Indeed, the mass was ignored until it was of a considerable size as it was painless. A CT scan was performed (Figure 1) showing a lyric frontal bone lesion with evidences of intraosseous speculation involving the inner and the outer cortex of the skull. an MRI was necessary but the patient refused it .A year later, when the lesion started causing exophtalmos the patient consulted again and The MR imaging (Figure 2) revealed a 9 × 4 × 3.5 cm sized and stronglyenhancing lesion on the left frontal bone extended to some parts of dura mater without brain invasion but it extended to the orbit with very remarkable left exophthalmos, and to the left temporal fossea. CT scan showed a destructive skull lesion including frontal left bone ,left frontal sinus, left sphenoidal sinus and bone and left infra temporal fossea. The CT showed also multiple lesions all over the skull. The patient underwent surgery for resection of the lesion. Skin was hardly reflected and the mass was adherent to it .The lesion appeared as a hard yellowish, with few locations of bleeding, that had destroyed the calvarial bone and both frontal sinuses. It was hardly suctioned and had extension to the peripheral diploe. The infiltrated bone around the lesion was resected so that a rim of healthy bone with normal strength was reached and a sinus cranialization was performed. The dura mater was infiltrated mainly in temporal without reaching the cortex excepting the apex of temporal lobe. It was compulsory to repair the dural defect after we resect the infiltrated part of it in the temporal lobe. Finally we reconstructed the calvarial defect with artificial bone material, the lesion was not easily peeled off but Most of the extradural mass and soft tissue invasion was removed simultaneously. The pathological study revealed a meningothelial meningioma of second grade.

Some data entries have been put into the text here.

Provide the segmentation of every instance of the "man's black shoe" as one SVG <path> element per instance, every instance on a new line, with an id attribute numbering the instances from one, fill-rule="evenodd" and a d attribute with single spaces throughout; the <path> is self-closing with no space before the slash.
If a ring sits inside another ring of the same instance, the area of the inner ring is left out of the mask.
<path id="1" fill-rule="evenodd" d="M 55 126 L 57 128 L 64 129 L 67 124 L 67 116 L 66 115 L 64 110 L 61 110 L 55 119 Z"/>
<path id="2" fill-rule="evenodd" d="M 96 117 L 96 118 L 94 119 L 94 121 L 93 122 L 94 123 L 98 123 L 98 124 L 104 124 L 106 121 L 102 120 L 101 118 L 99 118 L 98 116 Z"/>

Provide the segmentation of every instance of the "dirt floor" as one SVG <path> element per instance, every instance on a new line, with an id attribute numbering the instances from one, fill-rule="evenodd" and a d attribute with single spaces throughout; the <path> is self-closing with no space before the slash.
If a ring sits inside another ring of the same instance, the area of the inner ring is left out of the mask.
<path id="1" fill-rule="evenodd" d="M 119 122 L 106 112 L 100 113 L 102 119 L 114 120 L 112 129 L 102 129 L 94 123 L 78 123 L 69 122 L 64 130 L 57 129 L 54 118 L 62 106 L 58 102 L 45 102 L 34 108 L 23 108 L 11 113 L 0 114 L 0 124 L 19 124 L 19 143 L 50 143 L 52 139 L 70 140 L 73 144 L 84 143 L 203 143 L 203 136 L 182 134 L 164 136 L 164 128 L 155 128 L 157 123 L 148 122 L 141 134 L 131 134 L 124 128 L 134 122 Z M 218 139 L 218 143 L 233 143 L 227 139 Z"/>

Figure 2: Cerebral MRI:T1 weighted (a), T2 weighted (b) and T1 gadolinium (c and d) 9 × 4 × 3.5 cm sized and stronglyenhancing lesion on the left frontal bone extended to some parts of Dura mater without brain invasion.
The proposed origin of an intraosseous meningioma may be due to a trapping of the arachnoid cells in a prior healed skull fracture, as it had been seen in our case, or to embryologic remnants of arachnoid cap cells within the developing calvaria or the optic nerve [4]. That’s why most of intraosseous meningiomas are frontal. The differential diagnosis of an osteolytic lesion of the skull includes chondroma, epidermoid cyst, osteogenic sarcoma, myeloma, metastatic cancer, or fibrous dysplasia [5]. A primary intraosseous meningioma should be considered when a solitary lytic calvarial lesion is seen near the suture line or is associated with a prior skull injury.
PIOM is a rare tumor that raises esthetic concerns among patients as they don't cause intracranial hypertension, a history of head trauma is a key factor. Through this case, we tried to highlight the importance to think about this kind of tumors as patients may not report any disturbance unless the lesion becomes large.